In 1988, CWRU was among the first to receive
HHMI funding to strengthen its science programs. This year's award
is its fourth from the medical research organization whose principal
mission is biomedical research. CWRU is among 44 research universities
to share $80 million in HHMI funds to address the challenges of
a rapidly changing and increasingly interdisciplinary science.
"In this funding round, our goal is to
concentrate our resources as opposed to the past where we spread
the money around to get programs growing. Now we want to integrate
all those programs into our curriculum, without losing sight of
our research mission," said Joseph Koonce, CWRU chair of the department
of biology and director of the HHMI grant.
Efforts will focus on the Summer Program
in Undergraduate Research (SPUR). CWRU will work with Cuyahoga
Community College's Bridges Program where students obtain their
associate degree from Tri-C and continue for their bachelor's
degree at CWRU. The two schools will identify students and will
nurture their interest in science, with participation in SPUR
in the summer before their senior year.
Another change for SPUR is to broaden its
focus to include a science-related service component for students
interested in service-oriented activities. The activities would
be coordinated with service through AmeriCorps' HealthCorps and
AquaCorps. HealthCorps provides health education to the community,
while AquaCorps involves students in ecology projects.
"We want to take advantage of the service-learning
orientation of our students," Koonce said. He sees this as another
untapped avenue to raise interests in science.
The research and service components will
directly tie the summer experience to the new senior-year capstone
experience-a new part of the College of Arts and Sciences General
Education Requirements.
From past poster sessions that culminate
the SPUR experience, Koonce and other faculty members noticed
that students were mastering certain research techniques, with
very little or no follow-up research experiences. Now CWRU students
as well as students from other universities participating in SPUR
must tie their summer experience to a yearlong research project.
For CWRU students, this will be part of independent study courses
in biology.
"We are looking for a better payoff for
our SPUR efforts," Koonce said.
He described past efforts as "a shot-gun
approach" that reached a broad group of students geographically.
The new emphasis on integrating SPUR and Bridges programs creates
a pipeline through Tri-C that Koonce says reaches into middle
and high school through other initiatives at CWRU and Tri-C.
"It's a moving experience to watch kids
get turned on to science and to know that motivation can be easily
extinguished if they don't have the opportunities to follow up
and deepen that appreciation," Koonce said.
He also explains that "it becomes evident
that the students from the minority community are moving away
from science and technology courses very early on, and we are
seeing a progressive loss of diversity in advanced placement courses
in high school."
"No one knows why this is happening," Koonce
added. "If an interest in science in early grades can be maintained
throughout middle school, high school and college, then we can
develop a pipeline that could meaningfully change minority representation
in the sciences."
Another focus of the grant is to develop
the curriculum for a Bachelor of Science degree in computational
biology. The new degree responds to interest in bioinformatics
used in such areas as genome sequencing, stem cell development,
a new emphasis for biology-Great Lakes Modeling Program and evolutionary
biology-where modeling and mathematical analyses are needed. Following
board approval, biology would offer the degree in 2005.
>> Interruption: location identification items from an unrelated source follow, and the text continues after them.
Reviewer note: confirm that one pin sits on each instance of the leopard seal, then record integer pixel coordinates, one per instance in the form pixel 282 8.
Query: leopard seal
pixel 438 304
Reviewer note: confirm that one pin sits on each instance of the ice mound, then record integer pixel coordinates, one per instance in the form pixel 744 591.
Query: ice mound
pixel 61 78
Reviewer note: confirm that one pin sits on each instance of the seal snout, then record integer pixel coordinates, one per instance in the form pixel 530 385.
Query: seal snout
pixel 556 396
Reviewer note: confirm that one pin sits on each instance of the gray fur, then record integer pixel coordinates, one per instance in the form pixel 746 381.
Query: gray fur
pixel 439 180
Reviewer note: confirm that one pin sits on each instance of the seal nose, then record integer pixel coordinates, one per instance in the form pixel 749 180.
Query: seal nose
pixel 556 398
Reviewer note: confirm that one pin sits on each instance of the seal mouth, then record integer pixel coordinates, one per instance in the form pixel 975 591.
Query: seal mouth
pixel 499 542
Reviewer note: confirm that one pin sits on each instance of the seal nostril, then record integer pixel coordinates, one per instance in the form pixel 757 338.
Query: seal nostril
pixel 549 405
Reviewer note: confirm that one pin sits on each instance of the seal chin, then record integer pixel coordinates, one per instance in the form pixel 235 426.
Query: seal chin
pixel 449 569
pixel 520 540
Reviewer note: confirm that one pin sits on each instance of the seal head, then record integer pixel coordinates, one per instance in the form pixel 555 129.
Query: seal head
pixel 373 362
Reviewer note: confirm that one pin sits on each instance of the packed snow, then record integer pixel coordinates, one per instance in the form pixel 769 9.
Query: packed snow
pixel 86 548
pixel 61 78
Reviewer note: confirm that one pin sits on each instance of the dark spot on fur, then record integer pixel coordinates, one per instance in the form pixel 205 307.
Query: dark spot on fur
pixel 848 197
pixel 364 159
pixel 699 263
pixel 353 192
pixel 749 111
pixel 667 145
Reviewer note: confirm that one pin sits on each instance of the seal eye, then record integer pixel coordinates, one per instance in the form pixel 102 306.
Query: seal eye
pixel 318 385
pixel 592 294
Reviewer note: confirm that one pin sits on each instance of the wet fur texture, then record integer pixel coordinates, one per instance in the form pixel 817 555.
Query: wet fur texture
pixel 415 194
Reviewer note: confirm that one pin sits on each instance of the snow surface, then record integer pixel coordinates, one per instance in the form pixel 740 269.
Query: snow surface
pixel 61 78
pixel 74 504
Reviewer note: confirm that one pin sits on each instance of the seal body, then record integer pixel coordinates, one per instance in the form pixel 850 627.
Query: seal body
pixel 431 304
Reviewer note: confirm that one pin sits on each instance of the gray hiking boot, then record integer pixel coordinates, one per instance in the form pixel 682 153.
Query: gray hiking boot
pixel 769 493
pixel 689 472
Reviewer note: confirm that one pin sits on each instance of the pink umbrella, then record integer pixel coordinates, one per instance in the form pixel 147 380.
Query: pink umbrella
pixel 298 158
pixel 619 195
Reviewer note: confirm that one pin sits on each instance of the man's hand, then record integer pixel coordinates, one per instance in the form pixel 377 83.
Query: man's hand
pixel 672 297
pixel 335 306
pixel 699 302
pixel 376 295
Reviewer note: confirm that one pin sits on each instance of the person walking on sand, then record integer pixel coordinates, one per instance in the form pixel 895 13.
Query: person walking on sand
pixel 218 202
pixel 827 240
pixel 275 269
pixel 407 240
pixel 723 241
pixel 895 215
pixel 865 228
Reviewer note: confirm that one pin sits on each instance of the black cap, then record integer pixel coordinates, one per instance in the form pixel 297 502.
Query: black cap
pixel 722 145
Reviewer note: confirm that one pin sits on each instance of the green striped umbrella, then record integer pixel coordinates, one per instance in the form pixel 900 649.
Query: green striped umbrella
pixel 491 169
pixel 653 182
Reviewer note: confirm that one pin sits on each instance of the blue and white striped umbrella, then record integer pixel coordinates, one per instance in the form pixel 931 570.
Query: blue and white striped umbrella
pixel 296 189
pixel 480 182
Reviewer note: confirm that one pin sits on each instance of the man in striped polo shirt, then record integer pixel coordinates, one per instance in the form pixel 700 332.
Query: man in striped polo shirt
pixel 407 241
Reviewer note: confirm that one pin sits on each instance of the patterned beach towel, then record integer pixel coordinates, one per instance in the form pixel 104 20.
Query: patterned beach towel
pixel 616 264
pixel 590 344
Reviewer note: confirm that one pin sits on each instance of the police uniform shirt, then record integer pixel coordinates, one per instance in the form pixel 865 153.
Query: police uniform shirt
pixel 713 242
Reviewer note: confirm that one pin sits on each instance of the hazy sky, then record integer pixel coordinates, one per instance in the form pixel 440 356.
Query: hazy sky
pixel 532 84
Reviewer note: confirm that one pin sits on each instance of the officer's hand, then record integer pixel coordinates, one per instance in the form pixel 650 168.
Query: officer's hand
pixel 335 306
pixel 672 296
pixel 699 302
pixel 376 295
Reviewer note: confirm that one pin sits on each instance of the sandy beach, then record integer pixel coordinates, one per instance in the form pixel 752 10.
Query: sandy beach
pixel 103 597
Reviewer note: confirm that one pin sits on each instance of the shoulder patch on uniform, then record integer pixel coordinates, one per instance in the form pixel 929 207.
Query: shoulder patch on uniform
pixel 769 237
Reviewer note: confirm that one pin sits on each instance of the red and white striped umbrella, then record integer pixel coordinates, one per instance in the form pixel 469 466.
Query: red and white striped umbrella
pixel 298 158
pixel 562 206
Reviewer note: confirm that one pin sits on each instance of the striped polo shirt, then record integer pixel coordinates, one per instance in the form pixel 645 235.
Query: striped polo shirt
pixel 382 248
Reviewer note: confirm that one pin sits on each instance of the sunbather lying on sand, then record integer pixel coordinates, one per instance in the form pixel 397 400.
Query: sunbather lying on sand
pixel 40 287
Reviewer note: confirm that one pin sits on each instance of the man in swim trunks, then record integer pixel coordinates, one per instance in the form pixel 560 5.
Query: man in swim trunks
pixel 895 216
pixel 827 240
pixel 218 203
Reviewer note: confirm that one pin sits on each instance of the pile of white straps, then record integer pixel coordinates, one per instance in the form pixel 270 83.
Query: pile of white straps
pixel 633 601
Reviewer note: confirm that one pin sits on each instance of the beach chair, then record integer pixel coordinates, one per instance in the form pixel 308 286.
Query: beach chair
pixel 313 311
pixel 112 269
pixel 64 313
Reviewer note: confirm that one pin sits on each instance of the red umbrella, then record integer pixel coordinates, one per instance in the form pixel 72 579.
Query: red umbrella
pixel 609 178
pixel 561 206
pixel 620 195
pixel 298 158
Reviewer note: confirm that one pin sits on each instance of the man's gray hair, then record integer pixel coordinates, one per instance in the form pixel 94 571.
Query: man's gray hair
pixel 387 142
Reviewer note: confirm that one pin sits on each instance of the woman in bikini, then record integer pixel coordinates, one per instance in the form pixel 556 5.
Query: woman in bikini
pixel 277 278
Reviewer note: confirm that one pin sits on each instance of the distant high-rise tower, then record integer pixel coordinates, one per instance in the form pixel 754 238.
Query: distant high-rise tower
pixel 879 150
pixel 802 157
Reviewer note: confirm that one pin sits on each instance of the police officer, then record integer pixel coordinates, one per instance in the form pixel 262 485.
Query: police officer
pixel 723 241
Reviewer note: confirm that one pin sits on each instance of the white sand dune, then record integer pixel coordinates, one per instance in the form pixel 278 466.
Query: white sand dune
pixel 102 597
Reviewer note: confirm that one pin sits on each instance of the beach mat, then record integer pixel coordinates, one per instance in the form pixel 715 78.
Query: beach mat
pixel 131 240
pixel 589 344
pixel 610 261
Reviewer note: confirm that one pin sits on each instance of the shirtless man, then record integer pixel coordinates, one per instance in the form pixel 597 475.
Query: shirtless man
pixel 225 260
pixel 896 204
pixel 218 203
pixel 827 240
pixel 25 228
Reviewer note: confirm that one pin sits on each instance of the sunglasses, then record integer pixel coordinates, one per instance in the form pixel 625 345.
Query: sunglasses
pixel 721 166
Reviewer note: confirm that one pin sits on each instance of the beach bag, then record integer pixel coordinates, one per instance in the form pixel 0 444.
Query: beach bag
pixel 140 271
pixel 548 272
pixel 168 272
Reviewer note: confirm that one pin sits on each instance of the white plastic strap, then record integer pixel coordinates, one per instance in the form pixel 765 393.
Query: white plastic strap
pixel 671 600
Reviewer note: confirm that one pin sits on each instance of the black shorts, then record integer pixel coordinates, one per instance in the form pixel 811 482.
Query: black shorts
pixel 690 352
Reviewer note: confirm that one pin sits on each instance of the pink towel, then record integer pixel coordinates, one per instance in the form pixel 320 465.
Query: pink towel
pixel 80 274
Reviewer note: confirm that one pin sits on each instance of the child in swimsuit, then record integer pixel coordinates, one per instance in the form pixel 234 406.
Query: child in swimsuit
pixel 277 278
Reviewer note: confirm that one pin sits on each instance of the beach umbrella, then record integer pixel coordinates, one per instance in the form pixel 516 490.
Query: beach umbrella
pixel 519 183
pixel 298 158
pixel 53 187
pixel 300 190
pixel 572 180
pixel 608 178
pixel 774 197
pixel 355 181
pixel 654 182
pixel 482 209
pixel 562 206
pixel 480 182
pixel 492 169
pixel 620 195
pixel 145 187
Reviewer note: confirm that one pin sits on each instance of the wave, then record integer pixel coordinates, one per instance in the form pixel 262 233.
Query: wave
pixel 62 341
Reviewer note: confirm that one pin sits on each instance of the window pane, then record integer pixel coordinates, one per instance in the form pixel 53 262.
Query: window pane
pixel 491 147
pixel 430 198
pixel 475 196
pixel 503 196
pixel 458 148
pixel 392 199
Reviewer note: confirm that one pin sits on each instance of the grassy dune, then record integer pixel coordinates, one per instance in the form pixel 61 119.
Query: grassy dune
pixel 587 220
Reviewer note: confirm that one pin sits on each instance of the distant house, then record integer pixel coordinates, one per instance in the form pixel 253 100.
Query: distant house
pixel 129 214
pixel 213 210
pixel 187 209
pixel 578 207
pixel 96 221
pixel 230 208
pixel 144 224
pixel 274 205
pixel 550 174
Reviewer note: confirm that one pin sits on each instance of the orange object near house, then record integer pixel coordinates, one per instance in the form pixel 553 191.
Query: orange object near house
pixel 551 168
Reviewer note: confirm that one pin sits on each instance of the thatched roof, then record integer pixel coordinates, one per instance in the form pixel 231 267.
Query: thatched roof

To enable the department to offer the new
degree as well as the new Entrepreneurial Biotechnology Program,
a master's degree program in the application of biology to the
development of new business ventures, the department also received
HHMI support for enhancing the department's computer capabilities.
Koonce also said HHMI support for new initiatives
will assist CWRU's biology department implement its new plan for
changes in curriculum and research programs.